U.S. diversity levels are growing more every day. Places like Los Angeles, New York City and Miami are no longer the only “melting pot” cities as residents of these metropolitan hubs are moving across the states. According to the United States Census Bureau, 62% of people speak Spanish in the U.S. or approximately 41,700,000 people. English-only speakers also rose to one-fourth of the population from 187.2 million to 241 million in 2019.

Being bilingual in Spanish and English is a growing need in all sectors, especially in legal, medical and education. We’ll chat through what it means to be an interpreter and if this is the career for you.

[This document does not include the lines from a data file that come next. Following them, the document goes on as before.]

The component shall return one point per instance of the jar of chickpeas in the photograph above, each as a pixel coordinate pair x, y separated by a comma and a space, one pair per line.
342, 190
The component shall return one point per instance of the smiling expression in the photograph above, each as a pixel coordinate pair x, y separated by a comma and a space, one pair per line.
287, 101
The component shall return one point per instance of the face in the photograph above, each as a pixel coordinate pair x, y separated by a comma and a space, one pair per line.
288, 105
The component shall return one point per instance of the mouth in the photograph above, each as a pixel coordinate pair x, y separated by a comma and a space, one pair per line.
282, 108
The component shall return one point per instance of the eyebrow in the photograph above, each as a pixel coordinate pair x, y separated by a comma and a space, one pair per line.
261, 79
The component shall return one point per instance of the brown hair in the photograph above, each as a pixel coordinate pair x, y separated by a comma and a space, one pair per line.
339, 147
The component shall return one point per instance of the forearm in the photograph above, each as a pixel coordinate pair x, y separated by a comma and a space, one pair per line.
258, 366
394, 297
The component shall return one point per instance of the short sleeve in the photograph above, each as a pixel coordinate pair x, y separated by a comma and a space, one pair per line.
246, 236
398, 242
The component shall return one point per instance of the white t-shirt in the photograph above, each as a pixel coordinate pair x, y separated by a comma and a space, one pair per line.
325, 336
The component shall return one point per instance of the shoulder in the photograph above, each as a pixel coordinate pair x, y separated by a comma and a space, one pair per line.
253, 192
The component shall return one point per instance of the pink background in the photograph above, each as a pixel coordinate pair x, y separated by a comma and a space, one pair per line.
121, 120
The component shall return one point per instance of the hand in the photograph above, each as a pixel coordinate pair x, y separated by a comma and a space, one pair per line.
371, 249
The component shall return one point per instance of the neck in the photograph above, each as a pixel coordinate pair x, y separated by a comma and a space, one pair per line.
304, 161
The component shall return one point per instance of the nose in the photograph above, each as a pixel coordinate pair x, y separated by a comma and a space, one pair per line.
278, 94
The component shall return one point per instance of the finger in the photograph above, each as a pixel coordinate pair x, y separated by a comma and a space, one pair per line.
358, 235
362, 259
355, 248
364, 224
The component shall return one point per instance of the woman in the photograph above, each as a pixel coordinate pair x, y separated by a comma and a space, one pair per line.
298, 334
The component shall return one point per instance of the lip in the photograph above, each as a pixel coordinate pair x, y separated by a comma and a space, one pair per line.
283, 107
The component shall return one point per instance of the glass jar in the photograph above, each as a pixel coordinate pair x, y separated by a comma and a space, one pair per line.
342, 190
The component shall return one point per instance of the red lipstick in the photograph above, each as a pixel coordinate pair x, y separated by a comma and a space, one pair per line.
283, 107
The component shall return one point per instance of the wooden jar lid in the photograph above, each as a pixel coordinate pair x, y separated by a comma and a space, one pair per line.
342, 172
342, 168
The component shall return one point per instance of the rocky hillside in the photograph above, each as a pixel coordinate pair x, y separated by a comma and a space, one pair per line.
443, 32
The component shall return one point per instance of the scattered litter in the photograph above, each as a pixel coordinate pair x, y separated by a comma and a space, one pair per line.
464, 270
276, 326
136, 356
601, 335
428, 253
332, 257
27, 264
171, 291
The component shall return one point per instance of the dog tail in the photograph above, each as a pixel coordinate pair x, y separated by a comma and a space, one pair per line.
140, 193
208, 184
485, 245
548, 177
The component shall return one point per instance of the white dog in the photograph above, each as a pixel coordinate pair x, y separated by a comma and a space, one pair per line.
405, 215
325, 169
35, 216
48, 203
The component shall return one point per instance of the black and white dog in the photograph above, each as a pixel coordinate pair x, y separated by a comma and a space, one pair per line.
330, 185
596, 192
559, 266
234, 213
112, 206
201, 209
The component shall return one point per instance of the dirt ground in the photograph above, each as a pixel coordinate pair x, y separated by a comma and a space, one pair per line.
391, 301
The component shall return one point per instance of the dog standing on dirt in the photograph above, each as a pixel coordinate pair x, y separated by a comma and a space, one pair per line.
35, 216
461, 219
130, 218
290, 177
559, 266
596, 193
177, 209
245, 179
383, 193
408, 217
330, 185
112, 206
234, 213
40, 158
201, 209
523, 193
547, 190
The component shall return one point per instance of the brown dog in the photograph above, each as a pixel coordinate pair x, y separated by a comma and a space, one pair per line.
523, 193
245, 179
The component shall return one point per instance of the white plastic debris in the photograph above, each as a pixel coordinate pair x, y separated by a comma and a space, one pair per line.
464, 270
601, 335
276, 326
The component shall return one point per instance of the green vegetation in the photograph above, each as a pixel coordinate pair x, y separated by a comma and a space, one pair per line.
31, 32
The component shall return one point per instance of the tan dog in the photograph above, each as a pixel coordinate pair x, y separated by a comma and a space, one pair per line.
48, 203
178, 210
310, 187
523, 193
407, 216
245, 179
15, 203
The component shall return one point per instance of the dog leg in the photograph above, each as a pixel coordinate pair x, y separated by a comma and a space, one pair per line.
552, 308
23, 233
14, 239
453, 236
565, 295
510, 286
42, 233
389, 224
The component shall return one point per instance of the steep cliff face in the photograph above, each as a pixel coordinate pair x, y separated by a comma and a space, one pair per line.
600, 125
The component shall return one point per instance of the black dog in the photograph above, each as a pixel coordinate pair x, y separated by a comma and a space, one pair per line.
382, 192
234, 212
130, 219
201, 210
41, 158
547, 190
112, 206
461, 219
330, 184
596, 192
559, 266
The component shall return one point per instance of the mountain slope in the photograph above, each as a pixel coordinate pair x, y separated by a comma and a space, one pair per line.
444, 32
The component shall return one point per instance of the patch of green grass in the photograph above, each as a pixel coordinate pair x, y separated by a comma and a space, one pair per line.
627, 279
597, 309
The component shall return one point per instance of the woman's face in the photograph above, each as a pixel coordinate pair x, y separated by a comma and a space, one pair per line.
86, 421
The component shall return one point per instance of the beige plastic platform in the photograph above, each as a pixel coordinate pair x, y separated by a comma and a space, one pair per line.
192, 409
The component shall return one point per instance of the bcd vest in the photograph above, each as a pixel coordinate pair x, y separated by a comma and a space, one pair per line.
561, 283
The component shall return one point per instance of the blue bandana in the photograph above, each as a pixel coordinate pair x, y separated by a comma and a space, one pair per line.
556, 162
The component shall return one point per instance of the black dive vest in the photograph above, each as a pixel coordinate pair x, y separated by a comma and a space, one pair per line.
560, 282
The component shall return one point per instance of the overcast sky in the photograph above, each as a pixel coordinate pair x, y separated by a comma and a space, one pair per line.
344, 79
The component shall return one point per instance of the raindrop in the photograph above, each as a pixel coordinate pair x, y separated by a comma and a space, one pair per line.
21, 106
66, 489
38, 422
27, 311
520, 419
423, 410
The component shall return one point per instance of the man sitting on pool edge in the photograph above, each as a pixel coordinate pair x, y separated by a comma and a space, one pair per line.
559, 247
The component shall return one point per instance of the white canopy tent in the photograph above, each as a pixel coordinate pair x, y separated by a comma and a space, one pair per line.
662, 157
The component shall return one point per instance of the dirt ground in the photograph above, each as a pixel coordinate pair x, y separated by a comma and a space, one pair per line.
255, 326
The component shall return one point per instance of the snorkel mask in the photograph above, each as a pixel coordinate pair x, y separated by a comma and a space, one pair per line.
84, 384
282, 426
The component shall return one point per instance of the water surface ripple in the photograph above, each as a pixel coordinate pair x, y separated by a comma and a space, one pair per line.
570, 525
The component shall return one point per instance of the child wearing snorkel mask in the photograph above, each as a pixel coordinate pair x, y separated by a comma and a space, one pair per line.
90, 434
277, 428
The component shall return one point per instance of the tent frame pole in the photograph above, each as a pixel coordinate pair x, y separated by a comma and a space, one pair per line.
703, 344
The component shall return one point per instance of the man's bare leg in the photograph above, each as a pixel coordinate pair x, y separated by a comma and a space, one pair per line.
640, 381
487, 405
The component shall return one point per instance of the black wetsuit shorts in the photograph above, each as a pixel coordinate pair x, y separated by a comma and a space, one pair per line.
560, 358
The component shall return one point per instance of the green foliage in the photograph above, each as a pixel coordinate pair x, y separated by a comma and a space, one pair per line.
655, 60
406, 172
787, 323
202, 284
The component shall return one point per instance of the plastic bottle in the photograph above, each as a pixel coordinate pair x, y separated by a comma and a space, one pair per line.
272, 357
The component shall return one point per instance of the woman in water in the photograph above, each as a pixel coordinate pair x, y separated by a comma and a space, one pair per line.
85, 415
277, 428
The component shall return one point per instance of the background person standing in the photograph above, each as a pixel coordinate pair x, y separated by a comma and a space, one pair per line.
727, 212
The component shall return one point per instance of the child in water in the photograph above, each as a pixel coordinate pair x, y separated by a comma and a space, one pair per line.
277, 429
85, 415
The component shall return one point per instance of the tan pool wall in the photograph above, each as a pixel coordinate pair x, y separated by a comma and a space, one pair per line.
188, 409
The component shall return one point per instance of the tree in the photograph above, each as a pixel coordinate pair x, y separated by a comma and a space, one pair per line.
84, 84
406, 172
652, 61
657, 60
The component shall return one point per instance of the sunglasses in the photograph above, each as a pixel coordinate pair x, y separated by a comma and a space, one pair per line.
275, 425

Unlock your potential as an Interpreter

UCR University Extension offers interpretation tracks for court, medical and community settings.

Translation instructor at UCR University Extension, Jesus Oliva-Barron, MD, teaches several courses in the certificate program, and notes that by the end of your courses you’ll be able to “interpret accurately without omitting, adding or changing the meaning of what has been said. You’ll learn how to manage a session. And you’ll learn the terminology in the specific area of choice.”

Curious about which field you’d like to get into after you earn the certificate? Let’s break them down.

Court Interpretation

Professional interpreters in legal settings will present themselves in court to represent a Spanish speaker. You’ll be able to assist the Spanish speaker with translation throughout their court appearance, easing the stress of understanding the proceedings.

If the legal system has always been an interesting sector for you, interpreting in court settings could be a great avenue. You can be involved in arraignments, preliminary hearings, pre-trial conferences and court trials on a full-time or part-time basis.

Medical Interpretation

Medical interpreting service professionals support patients and their families with communication between providers based on federal and state requirements. Interpreting professionally can be done face-to-face, over the phone or through video conference.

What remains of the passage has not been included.